Spark Architecture : Shuffle

Spark holds data in memory resulting in fast processing, but sometimes due to memory constrains its not possible to hold all the data in one memory block. As a result spark splits the data among different nodes on the cluster. this comes with price, slow processing.

we will divide this topic in below sections

Why shuffling

What is shuffling

Types of shuffling

Why Shuffling

Partitioning

To distribute work across the cluster and reduce the memory requirements of each node, Spark will split the data into smaller parts called Partitions
Only one partition is computed per executor thread at a time
size and quantity of partitions passed to an executor is directly proportional to the time it takes to complete.

Data Skew

data is split into partitions based on a key

If values are not evenly distributed throughout this key then more data will be placed in one partition than another

{Sandesh, Priyanka, Rudransh, Sachin, Sumit} 
  > S: {Sandesh, Sachin, Sumit} 
  > P: {Priyanka} 
  > R: {Rudransh} 

Here the partition 1 for key S is three times more than the other two hence it takes more time to compute as compare to other two.
next stage of processing cannot begin until all three partitions are evaluated, the overall results from the stage will be delayed.

Scheduling

sometimes there are too few partitions to correctly cover the number of executors available.
An example is given in the diagram below, in which there are 2 Executors and 3 partitions.
Executor 1 has an extra partition to compute and therefore takes twice as long as Executor 2. This results in Executor 2 being idle and unused for half the job time.

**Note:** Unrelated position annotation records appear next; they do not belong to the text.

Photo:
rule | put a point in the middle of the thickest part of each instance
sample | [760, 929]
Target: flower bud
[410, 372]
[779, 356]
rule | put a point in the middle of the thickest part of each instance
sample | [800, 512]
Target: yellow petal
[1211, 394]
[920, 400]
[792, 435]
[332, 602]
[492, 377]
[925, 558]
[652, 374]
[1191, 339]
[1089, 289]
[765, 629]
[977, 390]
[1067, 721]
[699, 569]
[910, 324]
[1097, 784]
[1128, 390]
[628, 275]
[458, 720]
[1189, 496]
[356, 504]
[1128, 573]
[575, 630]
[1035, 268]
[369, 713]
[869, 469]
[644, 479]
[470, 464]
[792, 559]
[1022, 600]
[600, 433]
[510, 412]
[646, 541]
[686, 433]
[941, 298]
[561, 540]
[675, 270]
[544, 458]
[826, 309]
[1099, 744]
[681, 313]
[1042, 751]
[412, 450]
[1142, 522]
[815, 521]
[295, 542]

Solution is to increase the number of partition but results in Shuffling

What is Shuffling ?

A shuffle occurs when data is rearranged between partitions
when a transformation requires information from other partitions, such as summing all the values in a column.
Spark will gather the required data from each partition and combine it into a new partition, likely on a different executor.
During a shuffle, data is written to disk and transferred across the network
this impacts Spark’s ability to do processing in-memory and causing a performance bottleneck
we should try to reduce the number of shuffles being done or reduce the amount of data being shuffled.
In the shuffle operation, the task that emits the data in the source executor is mapper
he task that consumes the data into the target executor is reducer
what happens between them is shuffle.

Shuffling in general has 2 important compression parameters

spark.shuffle.compress  = true // engine would compress shuffle outputs or not

spark.shuffle.spill.compress = true //compress intermediate shuffle spill files or not

spark.io.compression.codec = snappy   //default codec (z4, lzf, snappy, and zstd )

spark.shuffle.manager = sort //Three possible options are: hash, sort, tungsten-sort, sort” option is default starting from Spark 1.2.0. before that hash was default

Types of Shuffle (spark.shuffle.manager)

Hash Shuffle

Prior to Spark 1.2.0 this was the default option of shuffle (spark.shuffle.manager = hash)
Major drawback is number of output files

Each mapper task creates separate file for each separate reducer \

 Resulting files =  M * R  
 M is the number of “mappers” 
 R is the number of “reducers”

For yahoo 6k mappers and 46k reducers generating 2 billion files on the cluster.

Logic:

calculates the amount of “reducers” as the amount of partitions on the “reduce” side
creates a separate file for each of them
loops through the records it needs to output
calculates target partition for each of them and outputs the record to the corresponding file.

There is an optimization implemented for this shuffler, controlled by the parameter “spark.shuffle.consolidateFiles” (default is “false”). When it is set to “true”, the “mapper” output files would be consolidated.

Pros:

Fast – no sorting is required at all, no hash table maintained;
No memory overhead for sorting the data;
No IO overhead – data is written to HDD exactly once and read exactly once.
Cons:
When the amount of partitions is big, performance starts to degrade due to big amount of output files
Big amount of files written to the filesystem causes IO skew towards random IO, which is in general up to 100x slower than sequential IO

spark.reducer.maxSizeInFlight = 48MB (default) 
increase this size, your reducers would request the data from “map” task outputs in bigger chunks, which would improve performance//determines the amount of data requested from the remote executors by each reducer. increasing 

Sort Shuffle (spark.shuffle.manager = sort)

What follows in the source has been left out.